San Jose, where the conference was held, is the center of the so-called Silicon Valley, where huge tech companies that provide services worldwide have their headquarters. Walking around the venue for a short while, you can see the headquarters of companies such as zoom, Adobe, and nvidia, which made me realize that the U.S. is the world's top economic powerhouse. I don't know if this is the reason, but the cost of living is also very high. For example, a hamburger costs about $16 (2100 yen), which definitely put pressure on the author's wallet.

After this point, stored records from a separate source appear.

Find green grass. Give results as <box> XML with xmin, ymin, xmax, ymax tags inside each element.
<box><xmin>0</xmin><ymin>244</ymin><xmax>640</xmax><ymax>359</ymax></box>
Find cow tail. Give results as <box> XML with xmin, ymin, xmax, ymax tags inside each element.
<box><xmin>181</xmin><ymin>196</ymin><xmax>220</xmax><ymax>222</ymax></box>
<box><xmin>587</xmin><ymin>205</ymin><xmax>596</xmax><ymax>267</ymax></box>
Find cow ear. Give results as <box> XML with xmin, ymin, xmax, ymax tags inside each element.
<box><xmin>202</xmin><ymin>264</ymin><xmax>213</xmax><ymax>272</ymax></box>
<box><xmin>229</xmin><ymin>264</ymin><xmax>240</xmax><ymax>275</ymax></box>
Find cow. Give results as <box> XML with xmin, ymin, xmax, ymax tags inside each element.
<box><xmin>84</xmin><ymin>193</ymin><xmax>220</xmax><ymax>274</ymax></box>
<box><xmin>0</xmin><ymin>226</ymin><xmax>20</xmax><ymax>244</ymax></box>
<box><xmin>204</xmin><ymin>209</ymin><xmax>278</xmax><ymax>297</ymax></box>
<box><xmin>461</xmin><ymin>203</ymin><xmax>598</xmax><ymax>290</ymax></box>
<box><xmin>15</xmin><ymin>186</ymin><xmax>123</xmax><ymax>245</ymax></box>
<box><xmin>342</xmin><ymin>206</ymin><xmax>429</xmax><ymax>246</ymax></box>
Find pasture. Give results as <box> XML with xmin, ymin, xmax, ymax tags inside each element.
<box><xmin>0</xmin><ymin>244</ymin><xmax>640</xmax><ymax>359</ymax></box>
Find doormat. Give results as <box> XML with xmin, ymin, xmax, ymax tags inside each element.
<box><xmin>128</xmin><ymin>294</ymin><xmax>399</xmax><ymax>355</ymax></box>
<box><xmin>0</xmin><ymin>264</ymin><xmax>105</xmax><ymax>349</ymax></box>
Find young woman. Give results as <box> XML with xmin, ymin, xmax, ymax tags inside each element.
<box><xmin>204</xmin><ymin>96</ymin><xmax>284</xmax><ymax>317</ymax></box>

2. Presentation by the presenter
Title: Deterministic Generation of Perfect Soliton Crystal Assisted by Saturable
Presenter: Ayata Nakashima
Affiliation: Keio University
Presentation No.: SW5H.4 (Wed, May 18)
This presentation was about the measurement of Raman comb stability and longitudinal mode spacing of the comb, and the results of transmission experiments using Raman comb. The format of the presentation was oral, and I actually took the podium and made the presentation. First of all, I would like to give a self-evaluation of the presentation, and I cannot deny that there are many points to be improved. This was due to a combination of my lack of English proficiency and lack of practice. This was the first on-site presentation in English, and I think more careful preparation was necessary. Due to time constraints, I received only one question, a simple one asking whether resonator dispersion was controlled. Although the content of the presentation was unsatisfactory, it provided me with an opportunity to reevaluate what I need to improve, and I would like to make use of this experience in my next presentation.
3. presentations attended
The purpose of the presentation is to compare the noise of Bright soliton and Dark pulse. The resonator material is AlGaAs.
The material of the resonator is AlGaAs, which is a joint research between Peking University and UCSB. First, the angular misalignment of the resonator inside the resonator corresponding to the pulse jitter was calculated by simulation.
The results show that dark pulses are more stable than light pulses in terms of angular stability. As a result, the angle was more stable for dark pulses.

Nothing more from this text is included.